Feature | Price | Free allotment per month | Effective date |
All Monitoring data except data ingested by using GKE workload metrics |
$0.2580/MiB1: first 150–100,000 MiB $0.1510/MiB: next 100,000–250,000 MiB $0.0610/MiB: >250,000 MiB |
All non-chargeable GCP metrics First 150 MiB per billing account for metrics charged by bytes ingested |
July 1, 2018 |
Monitoring API calls | $0.01/1,000 Read API calls (Write API calls are free) |
First 1 million Read API calls included per billing account | July 1, 2018 |
[Table 2: Excerpt of Cloud Monitoring cost summary (Source)]
Pricing Considerations
The pricing considerations apply when using GCP Cloud Trace and Cloud Monitoring with OpenTelemetry as when using OpenTelemetry with AWS X-Ray and CloudWatch for an AWS hosted application. These services are managed by the Cloud providers and help to improve application observability without the need to operate and maintain a stack of monitoring solutions, like Prometheus and Zipkin. This must be factored in when evaluating the use of GCP’s integration of OpenTelemetry versus a self-maintained solution or the solution from other commercial providers. Since OpenTelemetry is being supported by commercial APM providers like Dynatrace, AppDynamics and NewRelic as well, work to instrument applications with OpenTelemetry may likely be leveraged when later migrating to commercial providers.

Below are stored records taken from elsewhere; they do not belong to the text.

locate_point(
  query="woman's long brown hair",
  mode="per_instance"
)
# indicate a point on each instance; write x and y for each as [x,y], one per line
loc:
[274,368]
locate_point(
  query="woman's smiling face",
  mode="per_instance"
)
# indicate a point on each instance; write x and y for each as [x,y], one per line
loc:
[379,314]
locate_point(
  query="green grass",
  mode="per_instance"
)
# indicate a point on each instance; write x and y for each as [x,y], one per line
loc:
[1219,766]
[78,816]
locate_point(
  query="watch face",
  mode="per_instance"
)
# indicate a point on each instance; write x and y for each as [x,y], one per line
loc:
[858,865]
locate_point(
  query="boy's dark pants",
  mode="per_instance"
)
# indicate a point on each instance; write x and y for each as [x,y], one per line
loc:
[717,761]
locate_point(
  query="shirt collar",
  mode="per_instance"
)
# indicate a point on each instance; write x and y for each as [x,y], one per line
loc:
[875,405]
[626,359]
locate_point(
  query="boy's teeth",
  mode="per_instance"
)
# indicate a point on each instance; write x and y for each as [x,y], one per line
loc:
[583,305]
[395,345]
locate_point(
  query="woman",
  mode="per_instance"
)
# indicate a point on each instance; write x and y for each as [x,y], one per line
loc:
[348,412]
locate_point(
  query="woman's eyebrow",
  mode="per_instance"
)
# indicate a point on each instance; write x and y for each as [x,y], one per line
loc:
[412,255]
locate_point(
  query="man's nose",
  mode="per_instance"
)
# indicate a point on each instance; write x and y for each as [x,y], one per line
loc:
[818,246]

However, GCP’s OpenTelemetry integration for Java is less well integrated with the convenient OpenTelemetry auto-instrumentation agent than AWS’ ADOT, since support for the auto-instrumentation is in alpha state at the time of writing. Here, the recommended way to use OpenTelemetry with Cloud Trace is to adapt the application code to manually record traces and metrics, which requires development time before the potential of OpenTelemetry may be fully leveraged. The decision to use this integration should therefore ideally be made early in a project’s lifecycle, while more automated, commercial tools from other vendors may be better suited for later introduction of an APM or observability solution into a large application, despite their cost.
Conclusion
We’ve shown how GCP integrates OpenTelemetry into their managed tracing and metrics solutions, Cloud Trace and Cloud Monitoring Metrics. This integration offers a way to make an application observable by collecting traces and metrics using OpenTelemetry’s vendor neutral API, while using GCP’s integrated services for storage and inspection. Compared to AWS’ OpenTelemetry integration ADOT, GCP’s integration is less automated at the time of writing, but it nevertheless provides an alternative to using commercial observability and APM solutions. Using OpenTelemetry’s vendor neutral API to collect traces and metrics is also a good starting point to integrate with other commercial observability tools in GCP.